This is Jessica. Maybe one of the biggest crimes of academic computer science (besides routinely ignoring prior work and making up social science to suit our needs) is our tolerance for abuse of language. We take technical things and inject them with social significance without thinking through what we’ve implied. This is perhaps forgivable in early stages of research when we’re trying to get more people excited about exploring some direction, but at some point people start taking things more seriously and we find ourselves committed to terminology that overreaches. Then the question becomes what, if anything, we should do about it.
Previously it didn’t feel like such a crime to talk about intelligence or learning in machines because nothing really worked that well, so the labels were clearly aspirational. But now it’s much easier to believe the simulacra. And so it becomes harder to tell when we are using human-oriented terms as a predictive convenience versus a scientific claim versus a marketing device. There are ramifications of referring to models’ reasoning or beliefs or chain of thought or explanations or intentions.
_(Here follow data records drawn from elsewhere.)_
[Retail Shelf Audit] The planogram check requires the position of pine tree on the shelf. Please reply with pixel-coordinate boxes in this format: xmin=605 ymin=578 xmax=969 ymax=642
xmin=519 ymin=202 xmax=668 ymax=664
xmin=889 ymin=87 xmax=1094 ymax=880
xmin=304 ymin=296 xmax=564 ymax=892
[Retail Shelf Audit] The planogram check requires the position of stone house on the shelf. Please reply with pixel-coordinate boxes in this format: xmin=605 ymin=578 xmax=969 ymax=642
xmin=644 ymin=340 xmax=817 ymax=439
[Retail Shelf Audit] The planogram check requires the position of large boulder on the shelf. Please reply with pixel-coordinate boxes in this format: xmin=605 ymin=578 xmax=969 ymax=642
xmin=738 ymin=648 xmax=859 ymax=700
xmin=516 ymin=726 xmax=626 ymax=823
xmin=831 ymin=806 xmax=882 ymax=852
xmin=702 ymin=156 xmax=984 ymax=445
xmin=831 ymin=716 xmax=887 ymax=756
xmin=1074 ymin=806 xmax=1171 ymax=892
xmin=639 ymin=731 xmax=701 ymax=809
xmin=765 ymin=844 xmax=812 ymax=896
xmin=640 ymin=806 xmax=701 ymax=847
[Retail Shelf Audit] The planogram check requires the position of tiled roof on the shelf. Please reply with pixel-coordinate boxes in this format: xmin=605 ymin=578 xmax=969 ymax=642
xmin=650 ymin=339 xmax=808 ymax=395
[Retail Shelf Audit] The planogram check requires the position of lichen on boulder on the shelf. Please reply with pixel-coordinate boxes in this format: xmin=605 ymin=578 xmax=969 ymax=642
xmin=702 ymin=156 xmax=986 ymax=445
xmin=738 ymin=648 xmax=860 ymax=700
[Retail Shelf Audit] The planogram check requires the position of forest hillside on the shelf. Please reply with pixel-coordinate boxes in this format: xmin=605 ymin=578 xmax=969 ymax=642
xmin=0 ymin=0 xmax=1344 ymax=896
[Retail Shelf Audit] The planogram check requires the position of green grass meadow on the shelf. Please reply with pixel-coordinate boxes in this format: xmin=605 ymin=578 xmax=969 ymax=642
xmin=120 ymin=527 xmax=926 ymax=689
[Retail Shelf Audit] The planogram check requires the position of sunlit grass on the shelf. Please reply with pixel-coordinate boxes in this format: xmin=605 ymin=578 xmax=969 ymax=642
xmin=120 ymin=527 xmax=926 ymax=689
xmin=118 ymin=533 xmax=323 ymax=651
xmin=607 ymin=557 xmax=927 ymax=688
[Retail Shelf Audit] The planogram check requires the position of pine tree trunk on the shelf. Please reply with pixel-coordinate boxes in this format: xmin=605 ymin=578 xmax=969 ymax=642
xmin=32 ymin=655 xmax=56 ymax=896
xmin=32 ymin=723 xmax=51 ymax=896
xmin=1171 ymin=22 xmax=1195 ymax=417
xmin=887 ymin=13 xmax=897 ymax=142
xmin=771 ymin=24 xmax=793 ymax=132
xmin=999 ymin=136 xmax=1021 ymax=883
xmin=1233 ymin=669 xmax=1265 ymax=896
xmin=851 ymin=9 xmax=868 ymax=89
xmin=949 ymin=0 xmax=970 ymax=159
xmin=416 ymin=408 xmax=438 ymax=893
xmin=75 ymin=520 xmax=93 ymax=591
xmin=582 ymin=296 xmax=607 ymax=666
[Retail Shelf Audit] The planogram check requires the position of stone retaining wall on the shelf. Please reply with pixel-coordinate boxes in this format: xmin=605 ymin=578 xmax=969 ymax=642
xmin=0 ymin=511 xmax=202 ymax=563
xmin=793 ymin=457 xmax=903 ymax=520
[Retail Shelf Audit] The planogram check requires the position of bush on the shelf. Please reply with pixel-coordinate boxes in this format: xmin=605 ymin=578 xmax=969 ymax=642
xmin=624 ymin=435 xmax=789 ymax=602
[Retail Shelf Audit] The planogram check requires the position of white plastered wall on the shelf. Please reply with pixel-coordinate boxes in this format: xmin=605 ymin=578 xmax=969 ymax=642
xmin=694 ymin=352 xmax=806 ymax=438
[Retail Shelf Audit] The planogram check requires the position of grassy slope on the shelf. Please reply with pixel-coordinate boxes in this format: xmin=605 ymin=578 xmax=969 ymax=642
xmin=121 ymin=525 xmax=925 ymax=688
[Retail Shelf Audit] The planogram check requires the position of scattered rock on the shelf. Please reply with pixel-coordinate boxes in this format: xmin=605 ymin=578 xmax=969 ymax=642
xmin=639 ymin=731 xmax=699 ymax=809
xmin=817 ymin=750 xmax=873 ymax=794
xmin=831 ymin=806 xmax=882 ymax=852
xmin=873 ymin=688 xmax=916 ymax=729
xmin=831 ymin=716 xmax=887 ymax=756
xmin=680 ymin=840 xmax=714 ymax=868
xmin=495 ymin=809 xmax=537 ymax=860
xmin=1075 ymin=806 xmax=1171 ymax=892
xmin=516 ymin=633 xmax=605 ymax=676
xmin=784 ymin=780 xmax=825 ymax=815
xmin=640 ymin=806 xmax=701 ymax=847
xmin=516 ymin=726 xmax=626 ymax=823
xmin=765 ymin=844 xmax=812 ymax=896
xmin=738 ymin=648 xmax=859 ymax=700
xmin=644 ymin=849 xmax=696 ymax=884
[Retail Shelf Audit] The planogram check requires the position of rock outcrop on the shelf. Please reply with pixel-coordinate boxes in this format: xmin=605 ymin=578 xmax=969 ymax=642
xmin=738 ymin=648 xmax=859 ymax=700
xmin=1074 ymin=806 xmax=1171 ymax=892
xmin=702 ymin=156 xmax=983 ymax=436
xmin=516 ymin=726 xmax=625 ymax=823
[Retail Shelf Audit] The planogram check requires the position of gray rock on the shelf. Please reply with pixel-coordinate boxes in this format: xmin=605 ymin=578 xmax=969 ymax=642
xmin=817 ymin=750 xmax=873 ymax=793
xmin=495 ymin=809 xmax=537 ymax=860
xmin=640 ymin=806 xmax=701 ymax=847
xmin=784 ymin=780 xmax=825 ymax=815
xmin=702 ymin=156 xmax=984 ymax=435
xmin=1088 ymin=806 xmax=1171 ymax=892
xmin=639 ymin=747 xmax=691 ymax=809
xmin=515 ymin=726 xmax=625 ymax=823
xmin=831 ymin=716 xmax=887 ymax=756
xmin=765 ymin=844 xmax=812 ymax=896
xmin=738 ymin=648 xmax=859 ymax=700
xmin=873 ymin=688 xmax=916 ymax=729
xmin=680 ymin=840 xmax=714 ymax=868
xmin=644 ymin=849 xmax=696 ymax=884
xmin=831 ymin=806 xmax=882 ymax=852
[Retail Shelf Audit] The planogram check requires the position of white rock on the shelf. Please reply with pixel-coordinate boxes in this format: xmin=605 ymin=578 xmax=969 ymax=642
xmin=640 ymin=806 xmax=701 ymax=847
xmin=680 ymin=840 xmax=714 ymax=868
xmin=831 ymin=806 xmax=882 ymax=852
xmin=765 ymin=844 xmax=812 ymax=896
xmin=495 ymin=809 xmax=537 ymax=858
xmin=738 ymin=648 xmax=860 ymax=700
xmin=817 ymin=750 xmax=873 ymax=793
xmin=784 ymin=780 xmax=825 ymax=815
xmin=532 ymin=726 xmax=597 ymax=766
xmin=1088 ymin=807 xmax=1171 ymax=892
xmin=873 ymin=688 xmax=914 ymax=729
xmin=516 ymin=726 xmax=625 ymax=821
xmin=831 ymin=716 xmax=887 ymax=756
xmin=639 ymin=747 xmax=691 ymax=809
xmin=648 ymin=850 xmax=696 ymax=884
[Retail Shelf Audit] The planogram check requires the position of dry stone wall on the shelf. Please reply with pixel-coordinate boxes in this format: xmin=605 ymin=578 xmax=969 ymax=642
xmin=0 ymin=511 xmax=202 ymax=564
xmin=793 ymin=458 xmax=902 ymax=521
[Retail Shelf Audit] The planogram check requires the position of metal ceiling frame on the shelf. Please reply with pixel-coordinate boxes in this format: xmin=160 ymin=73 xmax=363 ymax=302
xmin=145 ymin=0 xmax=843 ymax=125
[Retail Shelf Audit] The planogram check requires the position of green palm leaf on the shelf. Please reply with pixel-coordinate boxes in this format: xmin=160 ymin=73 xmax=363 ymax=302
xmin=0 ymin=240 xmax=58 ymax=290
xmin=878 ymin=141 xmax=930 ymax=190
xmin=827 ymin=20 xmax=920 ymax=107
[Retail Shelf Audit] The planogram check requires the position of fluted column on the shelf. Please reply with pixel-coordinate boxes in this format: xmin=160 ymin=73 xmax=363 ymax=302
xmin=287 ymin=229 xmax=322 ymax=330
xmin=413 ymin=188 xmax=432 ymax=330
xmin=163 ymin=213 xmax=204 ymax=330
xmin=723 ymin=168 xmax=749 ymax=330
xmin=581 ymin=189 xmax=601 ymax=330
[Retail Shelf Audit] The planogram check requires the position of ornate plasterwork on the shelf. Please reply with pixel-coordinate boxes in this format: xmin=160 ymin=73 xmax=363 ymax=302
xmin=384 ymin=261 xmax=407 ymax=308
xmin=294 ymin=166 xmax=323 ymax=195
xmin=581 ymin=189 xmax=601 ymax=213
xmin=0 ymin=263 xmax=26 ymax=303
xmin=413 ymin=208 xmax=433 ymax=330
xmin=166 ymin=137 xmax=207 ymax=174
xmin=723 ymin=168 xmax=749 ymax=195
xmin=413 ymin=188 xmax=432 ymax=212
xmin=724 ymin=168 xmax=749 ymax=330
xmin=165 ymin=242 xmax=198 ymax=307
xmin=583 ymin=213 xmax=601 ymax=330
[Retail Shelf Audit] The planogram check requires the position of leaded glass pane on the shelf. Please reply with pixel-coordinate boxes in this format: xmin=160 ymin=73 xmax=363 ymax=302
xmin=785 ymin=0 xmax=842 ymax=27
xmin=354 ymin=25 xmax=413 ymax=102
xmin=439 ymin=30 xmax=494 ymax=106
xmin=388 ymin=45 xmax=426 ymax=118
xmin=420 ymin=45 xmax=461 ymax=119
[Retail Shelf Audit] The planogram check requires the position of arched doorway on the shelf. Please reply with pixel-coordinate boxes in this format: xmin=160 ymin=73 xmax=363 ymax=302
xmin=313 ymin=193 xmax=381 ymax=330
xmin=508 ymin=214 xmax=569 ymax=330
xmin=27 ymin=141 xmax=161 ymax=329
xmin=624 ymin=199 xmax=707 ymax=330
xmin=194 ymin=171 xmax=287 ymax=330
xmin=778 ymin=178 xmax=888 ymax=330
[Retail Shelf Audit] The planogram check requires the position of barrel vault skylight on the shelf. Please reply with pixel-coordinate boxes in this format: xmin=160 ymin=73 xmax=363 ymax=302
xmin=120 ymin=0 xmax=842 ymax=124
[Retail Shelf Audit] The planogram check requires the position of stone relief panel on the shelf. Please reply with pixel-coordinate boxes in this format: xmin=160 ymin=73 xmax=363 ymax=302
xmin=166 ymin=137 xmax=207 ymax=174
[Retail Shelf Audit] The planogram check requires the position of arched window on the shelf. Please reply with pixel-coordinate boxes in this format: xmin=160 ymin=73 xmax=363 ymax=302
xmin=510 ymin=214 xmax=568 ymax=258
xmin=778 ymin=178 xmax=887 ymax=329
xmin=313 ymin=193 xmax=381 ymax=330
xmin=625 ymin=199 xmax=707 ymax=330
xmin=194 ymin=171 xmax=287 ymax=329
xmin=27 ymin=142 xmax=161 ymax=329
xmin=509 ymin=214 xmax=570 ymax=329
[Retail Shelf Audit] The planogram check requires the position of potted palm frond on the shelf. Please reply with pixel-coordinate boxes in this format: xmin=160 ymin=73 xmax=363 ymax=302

Lots of people—from end users having personal relationships with models to media and AI companies themselves referring to “parenting” the latest models or asking if they can be “children of god”—are taking models too seriously. It’s bad enough in a computer science context that I now take for granted that if I want to refer to participants or scientists or decision-makers, unless I mean AI, I should add “human” in front, because otherwise the audience will assume I mean AI agents. Someone reminded me at a workshop recently how silly all this sounds to people who aren’t used to it.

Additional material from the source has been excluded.